Thanks, that's a bit upsetting :-)

tmoertel a year ago [ - ]

Indeed.

On systems with unfortunate evaluation semantics for `RAND`, you can generate fresh random values for each row by creating a function for that purpose and calling it on the primary key of each row. I provide one example in the article at:

https://blog.moertel.com/posts/2024-08-23-sampling-with-sql....

I'll include a copy here because it's short. It's for DuckDB and was created to let us generate a controllable number of fresh random values for each row:

    -- Returns a pseudorandom fp64 number in the range [0, 1). The number
    -- is determined by the given `key`, `seed` string, and integer `index`.
    CREATE MACRO pseudorandom_uniform(key, seed, index)
    AS (
      (HASH(key || seed || index) >> 11) * POW(2.0, -53)
    );

o11c a year ago [ - ]

`HASH` looks like a slow function ... does something like `rand() + rowid & 0` or `((rand() * p53 + rowid) % p53) / p53` work?

tmoertel a year ago [ - ]

Generally, table scans dominate the cost of sampling, so evaluating a "slow" function once per row doesn't matter. What does matter is whether you can push filtering expressions down into the scans to eliminate I/O and decoding work early. Some systems have trouble pushing down RAND efficiency, which can make alternatives like the deterministic function I shared advantageous.
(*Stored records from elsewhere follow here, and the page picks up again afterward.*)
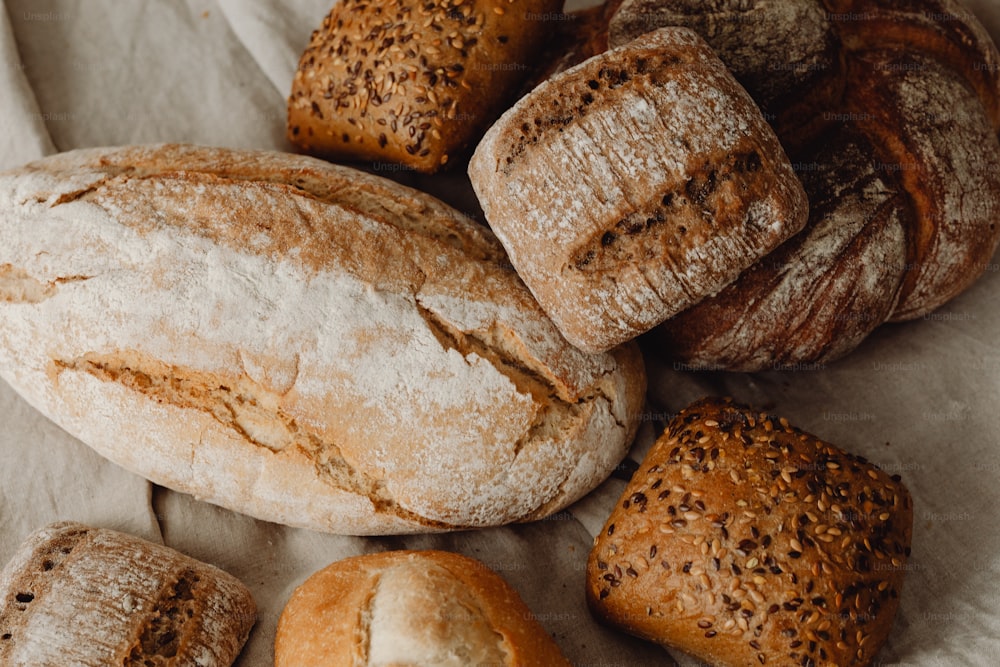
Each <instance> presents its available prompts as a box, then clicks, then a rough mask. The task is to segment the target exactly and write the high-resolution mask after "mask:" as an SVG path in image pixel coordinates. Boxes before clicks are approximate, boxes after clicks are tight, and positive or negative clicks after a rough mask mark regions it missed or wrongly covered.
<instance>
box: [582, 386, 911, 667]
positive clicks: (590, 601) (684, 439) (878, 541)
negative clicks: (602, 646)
mask: <svg viewBox="0 0 1000 667" xmlns="http://www.w3.org/2000/svg"><path fill="white" fill-rule="evenodd" d="M912 531H913V503H912V501H911V499H910V495H909V493H908V492H907V490H906V488H905V487H904V486H903V484H902V482H901V481H900V479H899V477H898V476H890V475H888V474H887V473H885V472H884V471H882V470H880V469H879V468H877V467H876V466H874V465H872V464H871V463H869V462H868V461H866V460H865V459H864V458H862V457H859V456H855V455H852V454H849V453H847V452H844V451H842V450H840V449H838V448H837V447H835V446H833V445H830V444H828V443H825V442H823V441H822V440H820V439H818V438H816V437H815V436H812V435H810V434H808V433H803V432H802V431H800V430H798V429H796V428H794V427H792V426H790V425H789V424H788V422H787V420H785V419H782V418H778V417H774V416H772V415H768V414H764V413H758V412H755V411H753V410H750V409H748V408H744V407H741V406H737V405H734V404H732V403H730V402H729V401H722V400H718V399H706V400H703V401H699V402H698V403H695V404H694V405H691V406H690V407H688V408H686V409H684V410H682V411H681V412H680V413H679V414H678V415H677V416H676V417H675V418H674V419H673V420H672V421H671V423H670V425H669V427H668V429H667V431H666V432H665V433H664V434H663V435H662V436H661V437H660V439H659V440H658V441H657V442H656V443H655V444H654V446H653V448H652V449H651V450H650V452H649V454H648V455H647V456H646V458H645V460H644V461H643V462H642V465H641V466H640V467H639V470H638V471H637V472H636V473H635V475H634V476H633V478H632V481H631V482H630V483H629V485H628V487H627V488H626V489H625V492H624V493H623V494H622V496H621V498H620V499H619V501H618V503H617V505H616V507H615V509H614V511H613V512H612V514H611V516H610V517H609V519H608V521H607V523H606V524H605V525H604V528H603V530H602V531H601V533H600V534H599V535H598V537H597V539H596V540H595V543H594V548H593V550H592V551H591V554H590V558H589V560H588V563H587V600H588V603H589V605H590V608H591V610H592V611H593V613H594V614H595V616H596V617H597V618H598V619H600V620H602V621H604V622H606V623H609V624H611V625H613V626H616V627H619V628H621V629H623V630H626V631H628V632H630V633H633V634H636V635H638V636H640V637H644V638H646V639H650V640H652V641H655V642H659V643H660V644H663V645H665V646H669V647H674V648H677V649H680V650H682V651H685V652H687V653H690V654H692V655H695V656H697V657H698V658H699V659H700V660H702V661H704V662H705V663H707V664H711V665H719V666H732V667H736V666H741V667H745V666H746V665H801V666H803V667H809V666H813V667H816V666H819V665H823V666H831V667H832V666H834V665H836V666H837V667H851V666H861V665H870V664H872V662H873V660H874V658H875V656H876V655H877V653H878V651H879V648H880V647H881V646H882V644H883V643H884V642H885V640H886V637H887V636H888V634H889V631H890V629H891V627H892V622H893V618H894V616H895V613H896V609H897V608H898V606H899V595H900V591H901V589H902V585H903V578H904V574H905V571H906V560H907V557H908V556H909V554H910V540H911V538H912Z"/></svg>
emmelaich a year ago [ - ]

Thanks. I think my trick was to generate (externally) a table of random numbers, then `join` by rowid that randtable to the table of interest. It was only a few million numbers so didn't take long to generate. And it was pretty much a one-off job.

hobs a year ago [ - ]

Had a good laugh, this is the normal response to difference in SQL implementations in my experience.